Configuration
Overview
The Real-Time Anomaly Detection system can be configured through:
- Command-line arguments (highest priority)
- Environment variables
- Default values (lowest priority)
Collector Configuration
Data Source
The collector fetches data from the NOA API:
Default URL: https://stratus.meteo.noa.gr/data/stations/latestValues_Datagems.geojson
To use a different data source, edit streaming_collector_sqlite.py:
Collection Interval
Default: 10 minutes
To change the interval, edit streaming_collector_sqlite.py:
Recommendations:
| Interval | Use Case | Disk Usage |
|---|---|---|
| 5 min | High-resolution monitoring | 20MB/month |
| 10 min | Default (balanced) | 10MB/month |
| 30 min | Low-frequency monitoring | 3MB/month |
| 60 min | Historical trends only | 1.5MB/month |
API Rate Limits
The NOA API updates every 10 minutes. Setting intervals < 10 minutes will fetch duplicate data.
Database Path
Default: weather_stream.db (current directory)
To change:
# Option 1: Edit streaming_collector_sqlite.py
DATABASE_PATH = "/var/lib/weather/stream.db"
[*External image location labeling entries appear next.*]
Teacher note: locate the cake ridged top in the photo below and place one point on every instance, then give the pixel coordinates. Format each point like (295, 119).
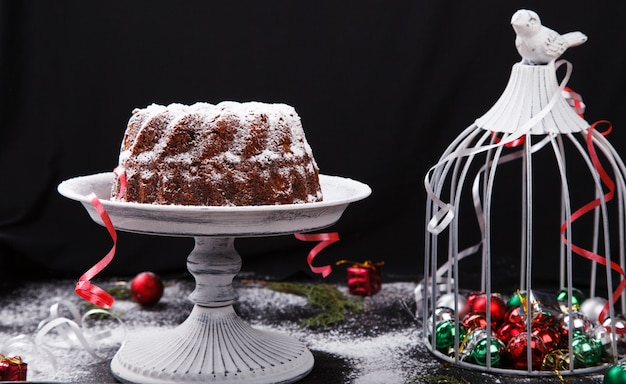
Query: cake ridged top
(224, 154)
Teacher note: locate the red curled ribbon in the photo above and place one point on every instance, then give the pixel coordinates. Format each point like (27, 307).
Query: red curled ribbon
(606, 179)
(84, 287)
(325, 240)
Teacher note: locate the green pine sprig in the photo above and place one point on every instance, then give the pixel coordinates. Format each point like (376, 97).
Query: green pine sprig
(333, 303)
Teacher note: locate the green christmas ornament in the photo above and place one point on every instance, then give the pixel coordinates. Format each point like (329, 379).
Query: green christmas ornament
(577, 299)
(586, 350)
(482, 349)
(515, 300)
(445, 332)
(615, 375)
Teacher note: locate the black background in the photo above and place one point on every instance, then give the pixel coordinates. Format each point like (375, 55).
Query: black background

# Option 2: Use environment variable
export WEATHER_DB="/var/lib/weather/stream.db"
python streaming_collector_sqlite.py
Detector Configuration
Default Parameters
Create a configuration file for convenience:
# config.env
export DETECTION_METHOD="arima"
export DETECTION_WINDOW=6
export SPATIAL_VERIFY=1
export NEIGHBOR_RADIUS=100
export DATABASE_PATH="weather_stream.db"
Load before running:
Detection Method
Default: ARIMA
To change default, edit anomaly_detector.py:
Method Selection Matrix:
| Scenario | Recommended Method |
|---|---|
| Production (accuracy) | arima |
| Testing (speed) | 3sigma |
| Noisy data | mad |
| Exploratory | iqr |
| Multidimensional | isolation_forest |
Window Size
Default: 6 hours
Adjust based on data patterns:
# Short-term anomalies (sensor glitches)
--window 1
# Standard weather patterns (recommended)
--window 6
# Daily cycles (temperature, humidity)
--window 24
# Multi-day trends
--window 48
Spatial Verification
Default: Disabled (for backward compatibility)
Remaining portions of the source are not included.